The bulk of the proceeds is split between the county, which received about $6.6 million, and BusPatrol, which collected about $5.4 million, Suffolk spokeswoman Marykate Guilfoyle said. About $77,000 went to East End municipalities that adjudicate their own violations.

While most of the county’s revenue will roll into a public safety fund, $1.2 million will be disbursed to school districts, and $125,000 will be spent on a new public safety campaign, Guilfoyle said. Legislative documents prepared in October of last year indicated officials initially anticipated $10.5 million revenue for 2021. 

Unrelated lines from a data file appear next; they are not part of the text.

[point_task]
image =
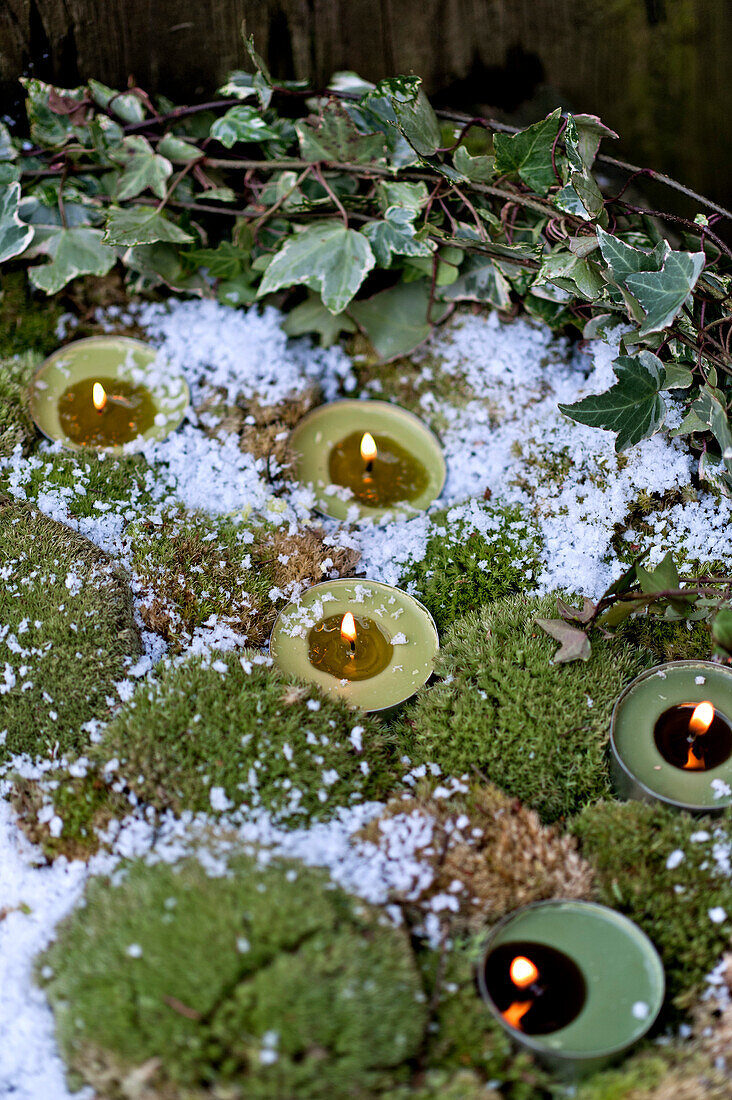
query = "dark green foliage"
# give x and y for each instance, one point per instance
(539, 730)
(630, 844)
(476, 553)
(236, 724)
(66, 628)
(263, 982)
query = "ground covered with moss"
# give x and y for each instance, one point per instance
(229, 884)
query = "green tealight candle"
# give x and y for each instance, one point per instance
(349, 647)
(368, 460)
(574, 982)
(107, 394)
(670, 737)
(367, 642)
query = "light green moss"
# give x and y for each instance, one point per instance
(537, 729)
(238, 725)
(259, 983)
(629, 844)
(476, 553)
(17, 429)
(66, 628)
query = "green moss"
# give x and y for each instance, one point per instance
(476, 552)
(629, 844)
(84, 803)
(66, 628)
(195, 567)
(262, 983)
(17, 429)
(26, 323)
(238, 725)
(537, 729)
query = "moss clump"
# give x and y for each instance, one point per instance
(491, 854)
(194, 567)
(629, 844)
(17, 429)
(260, 983)
(476, 552)
(66, 627)
(85, 804)
(26, 323)
(537, 729)
(238, 728)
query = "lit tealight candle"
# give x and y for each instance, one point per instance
(106, 393)
(369, 644)
(368, 459)
(672, 736)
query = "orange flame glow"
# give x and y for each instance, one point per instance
(523, 971)
(368, 447)
(515, 1013)
(348, 628)
(701, 718)
(98, 396)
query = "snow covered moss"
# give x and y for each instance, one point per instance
(262, 982)
(17, 429)
(503, 710)
(488, 854)
(476, 552)
(66, 628)
(673, 875)
(229, 732)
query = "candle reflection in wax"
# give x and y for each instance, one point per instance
(349, 647)
(106, 413)
(377, 469)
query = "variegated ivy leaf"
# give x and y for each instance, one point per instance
(14, 234)
(326, 256)
(633, 407)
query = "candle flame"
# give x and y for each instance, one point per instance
(98, 396)
(515, 1013)
(348, 628)
(701, 718)
(368, 447)
(523, 971)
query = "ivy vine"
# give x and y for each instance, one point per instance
(361, 208)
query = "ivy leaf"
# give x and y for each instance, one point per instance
(14, 234)
(476, 168)
(528, 153)
(241, 124)
(312, 316)
(142, 168)
(575, 642)
(395, 235)
(124, 105)
(141, 226)
(77, 251)
(633, 407)
(415, 118)
(335, 136)
(479, 281)
(662, 294)
(177, 150)
(325, 256)
(396, 320)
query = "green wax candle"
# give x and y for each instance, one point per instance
(143, 398)
(402, 477)
(574, 982)
(661, 751)
(394, 648)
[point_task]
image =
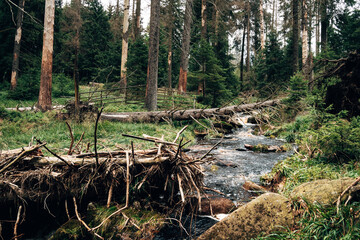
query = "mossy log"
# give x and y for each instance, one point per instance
(157, 116)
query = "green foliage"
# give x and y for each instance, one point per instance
(344, 36)
(319, 222)
(297, 89)
(213, 80)
(295, 130)
(137, 62)
(8, 115)
(94, 61)
(337, 140)
(271, 67)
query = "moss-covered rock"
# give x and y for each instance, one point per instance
(321, 191)
(262, 215)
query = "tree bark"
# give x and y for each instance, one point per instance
(169, 43)
(324, 24)
(17, 45)
(138, 26)
(44, 103)
(242, 57)
(262, 26)
(317, 30)
(185, 48)
(248, 38)
(304, 33)
(295, 37)
(124, 50)
(203, 19)
(185, 114)
(153, 60)
(77, 25)
(216, 22)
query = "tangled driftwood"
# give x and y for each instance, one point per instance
(27, 176)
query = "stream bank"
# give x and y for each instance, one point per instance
(227, 169)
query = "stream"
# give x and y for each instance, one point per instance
(230, 166)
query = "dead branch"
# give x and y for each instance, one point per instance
(21, 155)
(84, 223)
(211, 149)
(57, 156)
(344, 192)
(95, 136)
(81, 138)
(17, 223)
(178, 134)
(150, 140)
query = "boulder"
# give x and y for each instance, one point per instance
(322, 191)
(216, 205)
(262, 215)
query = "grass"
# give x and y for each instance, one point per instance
(19, 132)
(116, 227)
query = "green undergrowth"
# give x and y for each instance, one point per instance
(18, 129)
(131, 223)
(319, 222)
(328, 147)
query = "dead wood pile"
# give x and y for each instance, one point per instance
(164, 172)
(157, 116)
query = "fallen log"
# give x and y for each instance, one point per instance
(54, 161)
(185, 114)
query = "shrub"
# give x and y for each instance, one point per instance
(27, 87)
(62, 85)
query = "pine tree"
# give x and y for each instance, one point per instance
(44, 102)
(153, 60)
(94, 61)
(17, 45)
(185, 48)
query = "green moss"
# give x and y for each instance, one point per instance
(141, 224)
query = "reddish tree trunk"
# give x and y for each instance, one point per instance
(153, 60)
(17, 45)
(47, 57)
(184, 60)
(124, 51)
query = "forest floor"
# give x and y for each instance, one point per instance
(328, 149)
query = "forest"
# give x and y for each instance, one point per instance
(87, 89)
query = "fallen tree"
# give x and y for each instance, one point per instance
(45, 188)
(157, 116)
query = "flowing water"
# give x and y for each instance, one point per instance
(229, 166)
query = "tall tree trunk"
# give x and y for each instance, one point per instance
(76, 73)
(317, 31)
(44, 103)
(17, 45)
(262, 26)
(77, 25)
(124, 50)
(133, 20)
(203, 19)
(273, 16)
(185, 48)
(170, 37)
(138, 26)
(248, 38)
(242, 57)
(201, 86)
(216, 22)
(304, 33)
(152, 74)
(324, 24)
(295, 37)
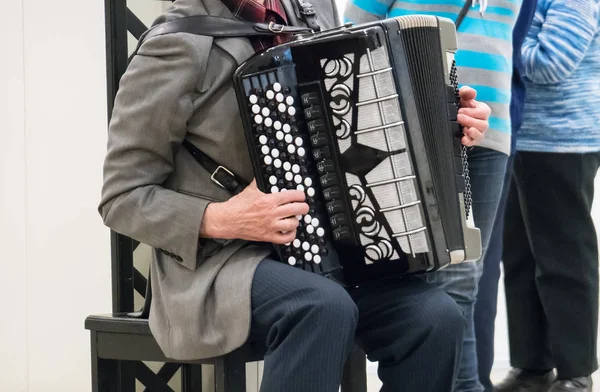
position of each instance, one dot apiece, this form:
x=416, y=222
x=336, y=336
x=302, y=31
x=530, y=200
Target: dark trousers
x=487, y=295
x=551, y=263
x=309, y=325
x=460, y=281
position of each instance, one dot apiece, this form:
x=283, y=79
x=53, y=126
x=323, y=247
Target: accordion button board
x=363, y=120
x=281, y=143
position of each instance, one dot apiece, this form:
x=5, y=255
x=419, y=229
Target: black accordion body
x=363, y=120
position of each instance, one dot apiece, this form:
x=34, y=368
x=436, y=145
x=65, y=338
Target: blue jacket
x=561, y=65
x=518, y=84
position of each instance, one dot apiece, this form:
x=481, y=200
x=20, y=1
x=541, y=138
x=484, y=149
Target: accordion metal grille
x=379, y=125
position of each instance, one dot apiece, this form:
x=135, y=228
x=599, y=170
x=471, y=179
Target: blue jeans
x=487, y=168
x=487, y=295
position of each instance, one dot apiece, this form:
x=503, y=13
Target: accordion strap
x=463, y=13
x=220, y=175
x=217, y=27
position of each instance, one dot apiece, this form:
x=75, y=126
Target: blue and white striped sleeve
x=559, y=37
x=363, y=11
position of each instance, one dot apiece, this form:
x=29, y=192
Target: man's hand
x=255, y=216
x=473, y=116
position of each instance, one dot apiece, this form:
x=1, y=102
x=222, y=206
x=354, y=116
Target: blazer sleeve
x=152, y=107
x=558, y=39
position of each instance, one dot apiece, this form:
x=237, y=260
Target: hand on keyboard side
x=473, y=115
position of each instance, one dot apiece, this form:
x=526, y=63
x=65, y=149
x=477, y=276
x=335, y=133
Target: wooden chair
x=121, y=342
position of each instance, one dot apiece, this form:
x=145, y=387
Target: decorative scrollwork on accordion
x=370, y=227
x=339, y=81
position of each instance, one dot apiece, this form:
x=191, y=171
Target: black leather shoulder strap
x=220, y=175
x=308, y=14
x=217, y=27
x=463, y=13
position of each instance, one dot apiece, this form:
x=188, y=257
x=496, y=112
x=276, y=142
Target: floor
x=374, y=384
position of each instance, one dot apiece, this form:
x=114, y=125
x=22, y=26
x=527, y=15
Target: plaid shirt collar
x=256, y=11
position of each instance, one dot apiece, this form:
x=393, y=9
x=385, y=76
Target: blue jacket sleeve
x=363, y=11
x=558, y=39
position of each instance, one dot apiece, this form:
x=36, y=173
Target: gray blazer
x=178, y=86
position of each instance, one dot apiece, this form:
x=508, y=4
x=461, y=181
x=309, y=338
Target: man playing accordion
x=215, y=285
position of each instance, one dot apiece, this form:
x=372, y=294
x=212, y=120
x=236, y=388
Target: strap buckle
x=214, y=179
x=307, y=9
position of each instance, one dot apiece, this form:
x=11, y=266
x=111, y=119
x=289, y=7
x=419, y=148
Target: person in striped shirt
x=484, y=61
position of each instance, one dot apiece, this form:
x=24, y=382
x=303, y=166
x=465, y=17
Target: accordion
x=363, y=120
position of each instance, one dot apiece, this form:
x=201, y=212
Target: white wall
x=56, y=253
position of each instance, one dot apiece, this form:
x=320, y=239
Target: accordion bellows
x=363, y=119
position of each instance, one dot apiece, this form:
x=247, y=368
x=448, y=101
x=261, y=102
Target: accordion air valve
x=363, y=120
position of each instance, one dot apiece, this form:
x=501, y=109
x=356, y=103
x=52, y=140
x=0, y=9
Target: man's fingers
x=291, y=196
x=467, y=93
x=284, y=238
x=481, y=111
x=286, y=225
x=471, y=122
x=291, y=209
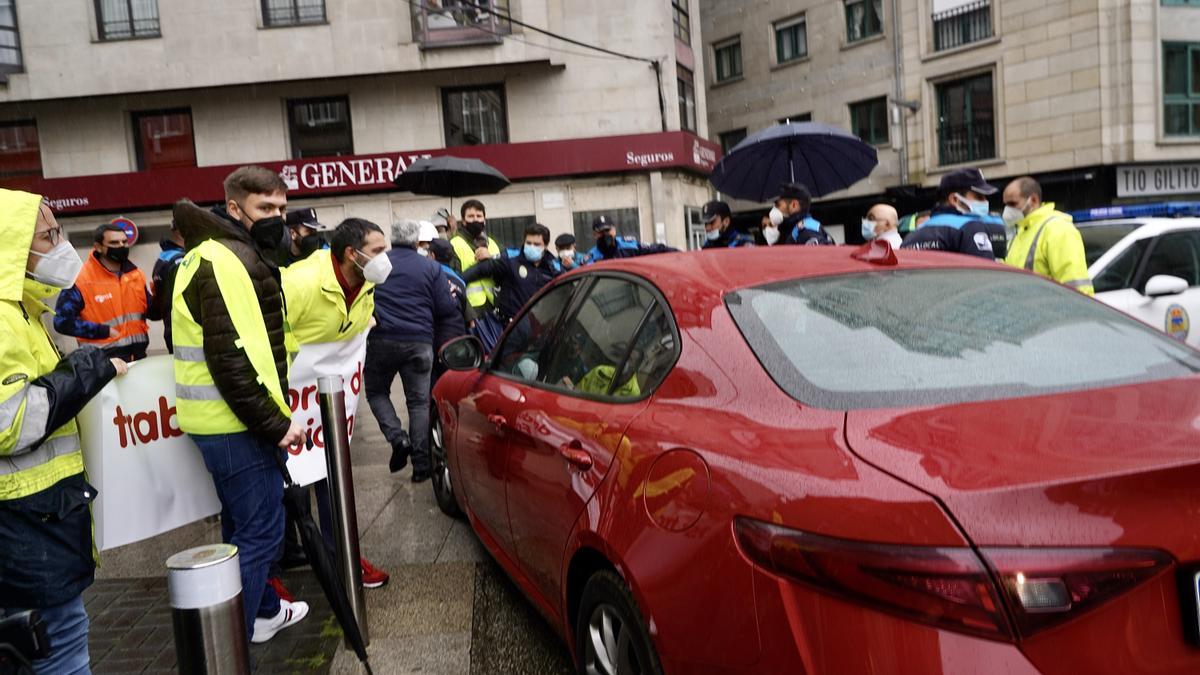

  • Suffolk County’s school bus camera program has yielded about $12.1 million in revenue in less than a year, according to Suffolk County officials.
  • There were 85,608 tickets mailed out from May of last year, when the program began issuing fines, until December.
  • Several education and transportation officials laud the program for creating safer streets, but some elected officials are calling for a review. 

County officials said last year’s total revenue reflects payments received and noted some tickets have been dismissed or remain in dispute, while others remain unpaid or are not yet fully paid. Violators have 30 days to complete payments, so much of December’s revenue would spill into this year, county officials said.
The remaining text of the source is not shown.